|2012 Apple Crop: the Elstar (normal size but scarce); Dabinett (plentiful enough but smaller than usual).|
How do you know a real craft cider-maker?
Wait until September or October (or November, as I did) and check his hands. Has he got what looks like a false tan on the digits? If he has, that is the confirmation you need that he has handled tons of apples, the “tan” created by the tannins in the fruit.
And tannins weren’t the only link between cider and wine, as Stonewell’s Daniel Emerson explained to me in his base in Carrigaline this week. The press he uses is a wine press on hire from a French wine-maker who uses it for just two weeks each year whereas Stonewell use it for six months.
Stonewell have just moved much of the operation from the family home in nearby Nohoval. “The scale is very different here,” said Daniel as he surveyed his expensively assembled “production line”: the forklift, the wash tank, the mill, the maceration tank, the press and the four huge tanks where the cider is finished off.
|New base for Daniel Emerson and his Stonewell cidery.|
But it wasn’t the best of years for the apple crop of 2012, quite the reverse in fact. The eating apples (used mainly in the medium dry cider) blossomed abundantly in March only to be hammered by the frosts in April. That made them very scarce and expensive.
|In the wash.|
The bad summer led to a lack of pollination for the cider apples (varieties here are Michelin and Dabinett) and growth was slow. The supply is pretty good though and with the firm also securing a supply of Elstar eating apples, it is full steam ahead in Carrigaline.
By the way, with the exception of the glass bottles, everything in a Stonewell cider is Irish – apples, labels, cartons, elbow grease, Atlantic sea air and all! “We don’t use any artificial sweeteners and we definitely don’t add any chemical additives to tweak the natural flavour of our cider.”

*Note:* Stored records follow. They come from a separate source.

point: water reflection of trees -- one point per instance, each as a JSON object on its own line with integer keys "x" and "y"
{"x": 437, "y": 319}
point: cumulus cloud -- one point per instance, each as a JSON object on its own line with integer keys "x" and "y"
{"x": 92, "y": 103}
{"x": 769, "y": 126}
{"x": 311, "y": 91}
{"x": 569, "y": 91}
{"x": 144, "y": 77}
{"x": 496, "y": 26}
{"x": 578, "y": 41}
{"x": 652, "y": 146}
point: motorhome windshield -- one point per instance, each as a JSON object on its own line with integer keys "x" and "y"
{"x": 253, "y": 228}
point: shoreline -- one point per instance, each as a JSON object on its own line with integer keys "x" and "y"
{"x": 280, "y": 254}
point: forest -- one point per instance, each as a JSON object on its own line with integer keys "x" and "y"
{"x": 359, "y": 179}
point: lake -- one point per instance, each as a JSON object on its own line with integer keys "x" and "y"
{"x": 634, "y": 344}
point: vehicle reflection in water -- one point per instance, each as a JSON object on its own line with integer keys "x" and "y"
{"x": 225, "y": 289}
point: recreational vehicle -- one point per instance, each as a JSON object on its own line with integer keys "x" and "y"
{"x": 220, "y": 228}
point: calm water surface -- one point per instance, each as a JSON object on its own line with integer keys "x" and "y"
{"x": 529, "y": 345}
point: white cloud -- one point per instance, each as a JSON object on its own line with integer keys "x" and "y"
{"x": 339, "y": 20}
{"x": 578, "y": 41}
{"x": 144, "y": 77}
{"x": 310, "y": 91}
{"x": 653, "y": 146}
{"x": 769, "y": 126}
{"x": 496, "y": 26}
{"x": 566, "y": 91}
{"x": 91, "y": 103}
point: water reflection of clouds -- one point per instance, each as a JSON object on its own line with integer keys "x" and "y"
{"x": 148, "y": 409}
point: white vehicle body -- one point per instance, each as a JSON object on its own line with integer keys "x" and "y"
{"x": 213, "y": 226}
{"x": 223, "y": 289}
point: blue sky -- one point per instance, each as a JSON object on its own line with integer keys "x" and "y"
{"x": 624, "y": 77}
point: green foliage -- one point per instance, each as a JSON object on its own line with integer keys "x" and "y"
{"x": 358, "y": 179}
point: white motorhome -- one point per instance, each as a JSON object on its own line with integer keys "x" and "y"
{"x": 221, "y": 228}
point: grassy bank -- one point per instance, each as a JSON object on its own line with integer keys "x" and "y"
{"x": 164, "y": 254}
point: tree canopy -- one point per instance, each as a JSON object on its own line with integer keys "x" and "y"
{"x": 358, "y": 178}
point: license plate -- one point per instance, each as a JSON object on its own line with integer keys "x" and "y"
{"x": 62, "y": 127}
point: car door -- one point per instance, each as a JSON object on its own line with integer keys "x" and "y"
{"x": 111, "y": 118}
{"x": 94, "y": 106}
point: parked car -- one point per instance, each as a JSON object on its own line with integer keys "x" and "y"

Considering the amazing impact the Nohoval cider has had in its short life, I was quite surprised to find such a small team sharing the workload: Daniel himself, his wife Geraldine, Ralph and Eamon, all dedicated to getting the very best out of those precious apples. The small Nohoval facility is not being abandoned and will be used to tweak the juices, both creative and fruit, to come up with a different cider. Watch this space.
For the third time in five days, it has been my privilege to meet people who are willing to take a chance on and in this country, to get down and get their hands dirty, to invest their time and money in giving us better food and better drink. Support them by buying local and buying Irish.